On natomiast uśmiechnął się i odpowiedział:

-Hej.

Młody ogierek zaczął zaczepiać starszego kasztana na co ten zaczął się z nim bawić. Klaczki również zaczęły z nimi rozmawiać, a ja nie wiedziałam jak zagadać, więc przyglądałam się temu grzebiąc kopytem w ziemi.

-Golden, a ty miałeś już swój debiut?- zapytała Arkadia.

-Tak, w Nagrodzie Ministra Rolnictwa i Rozwoju Wsi (Przychówku).

Zastrzygłam uszami. Jest okazja, aby zagadać.

-Które miejsce zająłeś?- zapytałam.

-Pierwsze.- odparł ogier dumnie unosząc głowę uśmiechając się przy tym.- Z przewagą pięciu długości. Wiesz ile zabrakło, abym ustanowił nowy rekord?!

-Nie, nie wiem.

-Sekundy! Jednej sekundy!- ogier opuścił łeb. Przekrzywiłam głowę.- A ty? Miałaś już swój debiut?

-Tak, w Nagrodzie Cardei.- odparłam.

-I wygrała!- krzyknął radośnie Wild Thing.

-O, z jaką przewagą?- zaciekawił się kasztan.

-Dwudziestu długości.

-Czas?

-1.10.09.

-Pobiłaś rekord?!

-Owszem.- odparłam po czym parsknęłam śmiechem.

-Wow, gratuluję!

-Dziękuję.- odpowiedziałam uśmiechając się.- Kiedy znów startujesz?

-Wiem tylko, że w kilku zwykłych nagrodach 15750 zł i dwudziestego trzeciego października w Nagrodzie Criterium.

Odblokowywanie zasuwy. Otwieranie bramki. Stukot kopyt. Zamykanie furtki.

Zastrzygłam uszami i odwróciłam głowę.

-Hej!- zarżałam przerywając rozmowę ogiera ze źrebakami.- Vanilla i Queen przyjechały!

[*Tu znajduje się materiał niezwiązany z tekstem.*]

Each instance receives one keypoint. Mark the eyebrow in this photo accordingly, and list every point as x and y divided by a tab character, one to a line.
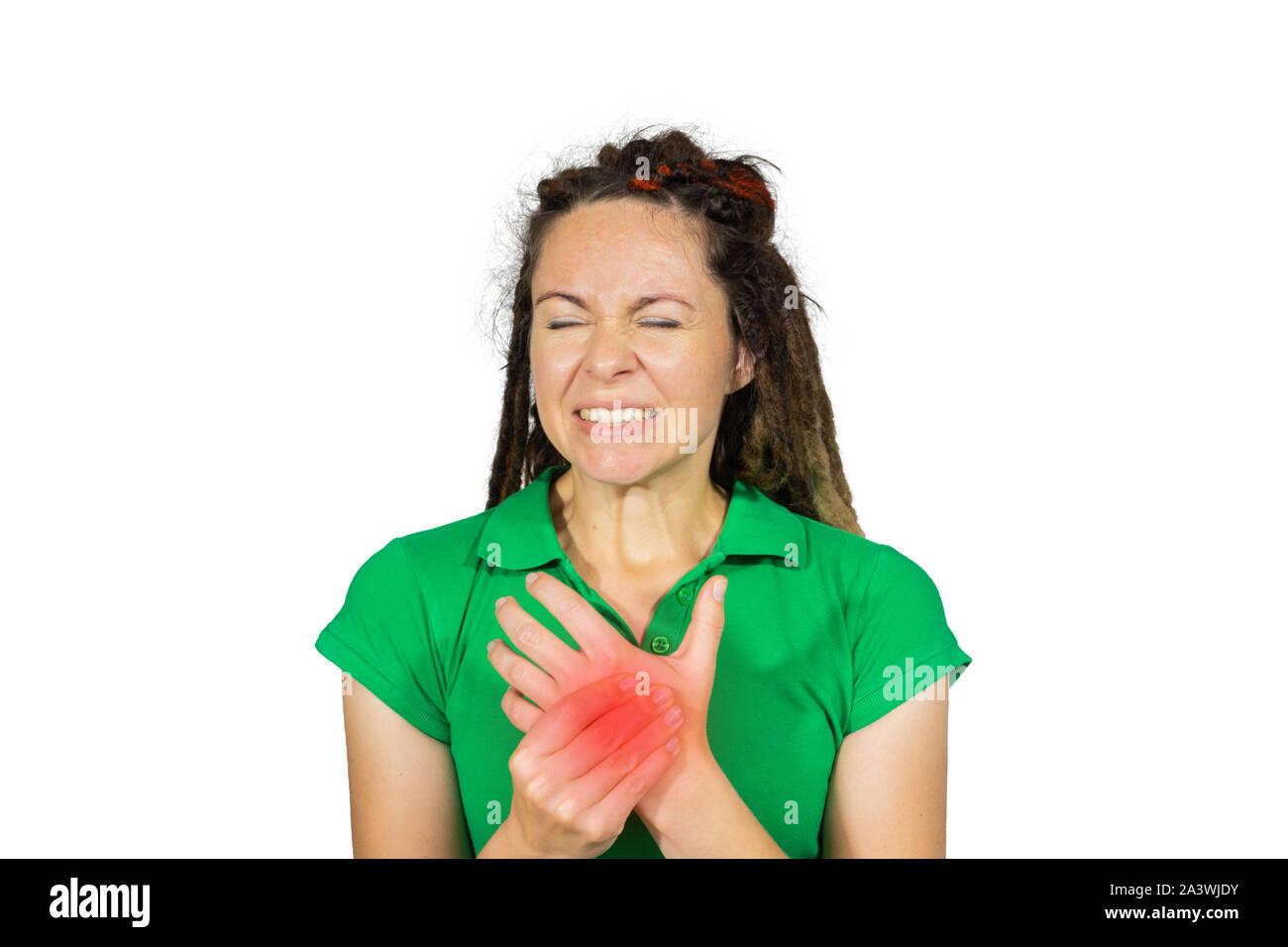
639	303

-To na co czekamy?!- krzyknął Wild na co wszyscy z miejsca ruszyliśmy pełnym cwałem. Już od początku ja i Pegasus szliśmy łeb w łeb. Biegliśmy blisko płotu. Ponieważ pastwisko było ogromne szybko zostawiliśmy źrebaki w tyle o kilka długości. Cwałowaliśmy tym samym tempem- nikt nie przyśpieszał, ani nie zwalniał. Gdy do klaczy zostało nam jakieś dwieście metrów kasztanka i karuska nas zauważyły, a my przeszliśmy w spokojny galop. Ja i ogier spojrzeliśmy na siebie i przeszliśmy w stęp.

-Queen! Vanilla! Cześć!- powiedziałam po czym przytuliłyśmy się szyjami.

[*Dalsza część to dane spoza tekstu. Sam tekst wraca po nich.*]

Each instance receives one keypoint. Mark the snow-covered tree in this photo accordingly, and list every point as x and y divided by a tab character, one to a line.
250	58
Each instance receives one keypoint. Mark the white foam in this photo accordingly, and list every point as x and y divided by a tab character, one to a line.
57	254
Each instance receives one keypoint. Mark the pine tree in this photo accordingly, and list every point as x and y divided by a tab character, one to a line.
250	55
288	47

-Cześć Błyskawica.- mówiła kasztanka, ale nie z aż tak wielką radością jak zawsze tylko z trochę mniejszą. Kara klacz natomiast wyglądała na smutną.

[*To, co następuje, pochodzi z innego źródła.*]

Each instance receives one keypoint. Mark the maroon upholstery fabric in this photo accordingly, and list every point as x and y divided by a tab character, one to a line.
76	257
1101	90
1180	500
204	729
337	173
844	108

-I jak wam poszło?- zapytałam po czym przyniosłam wzrok na Queen of Night pytając.- Co jest?

-Nic.- odparła przygaszona nawet nie patrząc w moją stronę.

-Vanilla o co chodzi?- zapytałam.

-Nic!- krzyknęła karuska i pokłusowała w innym kierunku.

-Cześć, Golden.- parsknęła klacz, która dopiero teraz zauważyła złotego ogiera.

-Vanilla... o co chodzi?!-zarżałam.

-Bo ja wygrałam, a Night dobiegła czwarta...

-Aha, to o to chodzi... Ale...- zaczęłam, ale nie dane było mi dokończyć, bo usłyszeliśmy tętent kopyt. Wszystkie klacze z pastwiska zaczęły biec w naszym kierunku, a ja spostrzegłam, że furtka jest otwarta, słońce powoli zachodzi. Razem z kasztanką wyrwałyśmy galopem i jako pierwsze dobiegłyśmy do stajni i weszłyśmy do swoich boksów.